CHENNAI AUG. 10. The proposed ban on slaughter can save 20 crore cows and their calves, says Guman Mal Lodha, Chairman of the Animal Welfare Board of India (AWBI) and former acting chairman of the National Commission on Cattle.

Addressing a press conference here, he said the scientific reason (religious sentiments aside) behind banning cow slaughter was that 90 per cent of the population was primarily dependent on agriculture in the country. The backbone of agriculture was the cow. In small land holdings, bullocks are used for ploughing.

"Besides, the cow is the main supplier of `Pancha Kavya' — milk, ghee, curd, urine and dung — which finds its use in day-to-day life," he said.

"Cow dung was recognised the world over as the best input for organic farming. Darjeeling tea produced with organic manure fetched thrice the price in the international market compared with the tea grown with chemical fertilizers. Scientific studies revealed that building walls that had a coating of cow dung kept out harmful radiation. Cow dung was also used as incense in Japan for people practising meditation," said Mr. Lodha.

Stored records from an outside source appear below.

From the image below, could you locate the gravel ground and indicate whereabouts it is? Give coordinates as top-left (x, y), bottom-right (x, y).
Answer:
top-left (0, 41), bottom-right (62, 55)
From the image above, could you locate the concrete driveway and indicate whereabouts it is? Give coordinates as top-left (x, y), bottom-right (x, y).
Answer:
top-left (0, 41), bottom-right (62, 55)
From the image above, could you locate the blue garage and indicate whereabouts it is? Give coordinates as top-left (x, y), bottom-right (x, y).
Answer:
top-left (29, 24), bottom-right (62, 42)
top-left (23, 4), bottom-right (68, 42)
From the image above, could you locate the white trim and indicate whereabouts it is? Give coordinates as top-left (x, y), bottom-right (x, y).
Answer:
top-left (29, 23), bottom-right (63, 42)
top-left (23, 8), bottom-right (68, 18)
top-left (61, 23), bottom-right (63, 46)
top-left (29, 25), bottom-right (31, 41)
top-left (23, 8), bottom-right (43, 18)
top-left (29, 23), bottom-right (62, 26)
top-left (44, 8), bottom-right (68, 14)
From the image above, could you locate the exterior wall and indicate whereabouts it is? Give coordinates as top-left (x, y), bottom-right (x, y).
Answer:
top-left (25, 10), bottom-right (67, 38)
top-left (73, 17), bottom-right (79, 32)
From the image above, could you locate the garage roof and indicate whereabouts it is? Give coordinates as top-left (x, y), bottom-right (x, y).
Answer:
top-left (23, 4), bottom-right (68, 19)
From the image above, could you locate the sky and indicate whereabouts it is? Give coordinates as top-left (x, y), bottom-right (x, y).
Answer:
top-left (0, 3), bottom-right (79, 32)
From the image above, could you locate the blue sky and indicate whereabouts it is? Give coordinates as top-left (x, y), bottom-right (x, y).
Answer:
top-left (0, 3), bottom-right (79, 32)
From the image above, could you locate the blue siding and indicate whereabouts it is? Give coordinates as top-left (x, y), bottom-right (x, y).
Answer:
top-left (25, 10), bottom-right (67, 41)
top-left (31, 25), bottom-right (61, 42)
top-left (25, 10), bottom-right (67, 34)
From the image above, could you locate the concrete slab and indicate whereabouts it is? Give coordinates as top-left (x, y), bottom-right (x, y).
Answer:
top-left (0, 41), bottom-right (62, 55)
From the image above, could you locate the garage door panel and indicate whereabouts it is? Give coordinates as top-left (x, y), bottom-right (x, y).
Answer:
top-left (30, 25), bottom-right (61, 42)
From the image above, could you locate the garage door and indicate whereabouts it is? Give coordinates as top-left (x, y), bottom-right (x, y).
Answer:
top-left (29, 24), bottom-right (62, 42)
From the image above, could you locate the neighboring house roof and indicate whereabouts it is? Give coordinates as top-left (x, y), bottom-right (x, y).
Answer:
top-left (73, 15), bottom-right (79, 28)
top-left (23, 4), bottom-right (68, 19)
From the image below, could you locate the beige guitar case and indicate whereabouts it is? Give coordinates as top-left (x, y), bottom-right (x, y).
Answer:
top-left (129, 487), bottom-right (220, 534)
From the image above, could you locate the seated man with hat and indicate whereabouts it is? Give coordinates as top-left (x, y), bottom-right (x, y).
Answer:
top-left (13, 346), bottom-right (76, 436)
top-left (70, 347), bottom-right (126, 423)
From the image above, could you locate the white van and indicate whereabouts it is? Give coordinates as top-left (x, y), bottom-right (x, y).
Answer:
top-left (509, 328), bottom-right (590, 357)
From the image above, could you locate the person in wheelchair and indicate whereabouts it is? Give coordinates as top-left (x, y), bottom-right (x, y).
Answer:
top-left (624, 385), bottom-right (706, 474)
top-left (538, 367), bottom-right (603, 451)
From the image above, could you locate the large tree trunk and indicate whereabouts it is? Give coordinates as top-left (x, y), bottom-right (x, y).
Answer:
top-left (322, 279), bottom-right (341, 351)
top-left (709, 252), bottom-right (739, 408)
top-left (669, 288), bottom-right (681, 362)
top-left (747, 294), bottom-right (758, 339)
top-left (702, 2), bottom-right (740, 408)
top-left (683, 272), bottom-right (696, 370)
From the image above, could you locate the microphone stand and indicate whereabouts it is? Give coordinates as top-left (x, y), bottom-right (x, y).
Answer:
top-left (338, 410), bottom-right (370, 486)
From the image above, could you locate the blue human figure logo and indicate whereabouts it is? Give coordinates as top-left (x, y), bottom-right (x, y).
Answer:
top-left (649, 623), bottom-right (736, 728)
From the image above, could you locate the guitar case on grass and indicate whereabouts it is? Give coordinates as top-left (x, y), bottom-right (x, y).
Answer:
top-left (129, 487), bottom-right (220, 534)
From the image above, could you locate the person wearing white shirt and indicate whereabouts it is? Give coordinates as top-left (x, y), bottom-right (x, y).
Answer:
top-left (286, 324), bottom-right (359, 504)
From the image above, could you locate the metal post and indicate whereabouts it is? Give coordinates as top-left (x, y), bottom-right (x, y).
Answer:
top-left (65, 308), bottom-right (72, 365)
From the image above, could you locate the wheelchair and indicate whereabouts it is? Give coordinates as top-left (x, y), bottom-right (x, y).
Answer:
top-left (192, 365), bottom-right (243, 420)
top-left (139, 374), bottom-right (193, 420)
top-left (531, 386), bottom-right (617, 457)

Somesh Banik, secretary, AWBI, said a high-power delegation from Rwanda, Africa came to the country to import Indian breeds of cows and bullocks, as indiscriminate slaughter there had depleted cattle breeds.

Referring to a presentation made to a team of officials from the Ministry of Environment and Forests that visited Chennai, he said just like preservation of heritage buildings such as the Taj Mahal, it was necessary to protect the 40 indigenous cattle breeds including Kangeyam, Hallikar, Gir and Ongole.

Mr. Lodha said the bill to prevent cow slaughter would come under Article 246 of the Constitution read with Schedule VII so that it became imperative and mandatory for all States to apply the Central law. Though some States had banned the killing, the Northeastern States, Kerala and West Bengal permitted it and all the cows were being taken there for slaughter, he said.